Mr Balog further made mention of the reference he made in his speech at the 28th Bálványos Summer Open University and Student Camp to Hungarian-speaking Roma beyond the borders. By his account, he spoke about a youth research project which did not cover Hungarian-speaking Roma beyond the borders.
It is indeed a question to be decided: whose responsibility is their fate? It is primarily that of the Romanian State as they live in the territory of Romania, but at the same time the Hungarian community in Romania and the Hungarian Government, too, should decide how to help them, the Minister said.

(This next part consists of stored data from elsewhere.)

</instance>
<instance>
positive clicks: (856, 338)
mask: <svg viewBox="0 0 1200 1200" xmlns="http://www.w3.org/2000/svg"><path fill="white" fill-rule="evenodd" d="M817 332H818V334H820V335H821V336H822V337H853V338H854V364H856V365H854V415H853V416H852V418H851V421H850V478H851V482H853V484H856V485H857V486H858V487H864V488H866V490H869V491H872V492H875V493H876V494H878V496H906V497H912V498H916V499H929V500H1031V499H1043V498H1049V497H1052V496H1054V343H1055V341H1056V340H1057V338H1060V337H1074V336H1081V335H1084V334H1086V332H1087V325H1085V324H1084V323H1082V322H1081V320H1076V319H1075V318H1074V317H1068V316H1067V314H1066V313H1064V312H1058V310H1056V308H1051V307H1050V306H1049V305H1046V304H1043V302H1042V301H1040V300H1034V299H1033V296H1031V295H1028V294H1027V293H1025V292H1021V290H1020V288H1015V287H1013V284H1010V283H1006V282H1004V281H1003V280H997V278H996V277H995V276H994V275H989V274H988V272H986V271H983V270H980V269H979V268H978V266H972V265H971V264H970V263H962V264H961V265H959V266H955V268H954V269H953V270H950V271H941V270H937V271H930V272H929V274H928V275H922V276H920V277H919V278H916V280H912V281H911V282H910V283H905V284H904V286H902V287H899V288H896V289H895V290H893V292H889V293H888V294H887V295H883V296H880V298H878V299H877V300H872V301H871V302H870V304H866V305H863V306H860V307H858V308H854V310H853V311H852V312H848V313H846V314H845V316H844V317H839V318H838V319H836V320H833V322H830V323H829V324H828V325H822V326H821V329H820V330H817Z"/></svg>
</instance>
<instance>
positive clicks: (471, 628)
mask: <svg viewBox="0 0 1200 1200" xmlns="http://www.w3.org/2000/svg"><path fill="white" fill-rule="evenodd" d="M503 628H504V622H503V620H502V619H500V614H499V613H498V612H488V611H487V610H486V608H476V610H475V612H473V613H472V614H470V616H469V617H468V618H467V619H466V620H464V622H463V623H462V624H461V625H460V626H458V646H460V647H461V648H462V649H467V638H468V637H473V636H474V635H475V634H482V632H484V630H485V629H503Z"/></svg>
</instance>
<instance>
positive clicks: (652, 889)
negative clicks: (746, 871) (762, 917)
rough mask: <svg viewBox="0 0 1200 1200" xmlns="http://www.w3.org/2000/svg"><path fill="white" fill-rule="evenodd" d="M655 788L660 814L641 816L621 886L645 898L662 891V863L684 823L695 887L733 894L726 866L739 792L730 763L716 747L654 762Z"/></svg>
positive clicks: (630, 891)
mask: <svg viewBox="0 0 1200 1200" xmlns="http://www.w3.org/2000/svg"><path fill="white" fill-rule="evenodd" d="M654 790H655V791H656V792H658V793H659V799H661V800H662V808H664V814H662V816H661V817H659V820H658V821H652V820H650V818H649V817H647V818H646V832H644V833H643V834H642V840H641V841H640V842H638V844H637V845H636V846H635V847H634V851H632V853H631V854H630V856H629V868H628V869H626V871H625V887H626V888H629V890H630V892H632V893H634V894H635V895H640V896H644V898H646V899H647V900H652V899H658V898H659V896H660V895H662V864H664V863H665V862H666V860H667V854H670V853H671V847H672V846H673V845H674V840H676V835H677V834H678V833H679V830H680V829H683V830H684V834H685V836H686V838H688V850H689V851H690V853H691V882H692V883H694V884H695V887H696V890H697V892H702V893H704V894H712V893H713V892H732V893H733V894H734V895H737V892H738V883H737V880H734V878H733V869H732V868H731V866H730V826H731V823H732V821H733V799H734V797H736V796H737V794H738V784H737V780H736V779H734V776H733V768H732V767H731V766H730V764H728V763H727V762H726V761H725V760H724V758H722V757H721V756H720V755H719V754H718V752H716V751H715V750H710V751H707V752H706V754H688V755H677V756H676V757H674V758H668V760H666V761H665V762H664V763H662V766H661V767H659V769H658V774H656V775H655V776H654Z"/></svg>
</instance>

He added: the problem is complex because, on the one hand, it is true that in a number of Hungarian communities, only Roma students attend Hungarian schools and Hungarian families do not enrol their children in these schools. On the other hand, there are places where Hungarian schools can be maintained just because Hungarian-speaking Roma children are enrolled in those schools.
The decision that we have adopted with respect to the Roma in Hungary must also be adopted with respect of the detached parts of the nation, and „in that case, that which is not a resource as yet can become a resource in the future”, the Minister said.
Mr Balog stressed: „Hungary may claim that we have elevated the Roma cause to a European level as our Presidency was responsible for the passage of the EU Framework for National Roma Integration Strategies in 2011”. Additionally, unemployment has decreased in Hungary to a degree that a great many families have been able to elevate themselves to the level of the lower middle class, and the number of Roma students attending university has doubled in the last three years. It was also with a view to supporting them that churches established a network of Christian Roma specialisation colleges which is financed by the State and is operated by churches.
The Hungarian Government has therefore decided to look upon the Roma community in Hungary as a precious resource, and to treat their fate as a European cause.
The European Union is today attempting to regroup the funds that „we have allocated to the Roma at the expense of a great deal of struggle” to the integration of migrants. However, this is not a positive process, „we speak out against it”, and „I sincerely hope that Europe will have enough strength to genuinely help those who belong to us, those who have been European citizens for centuries”, Mr Balog said.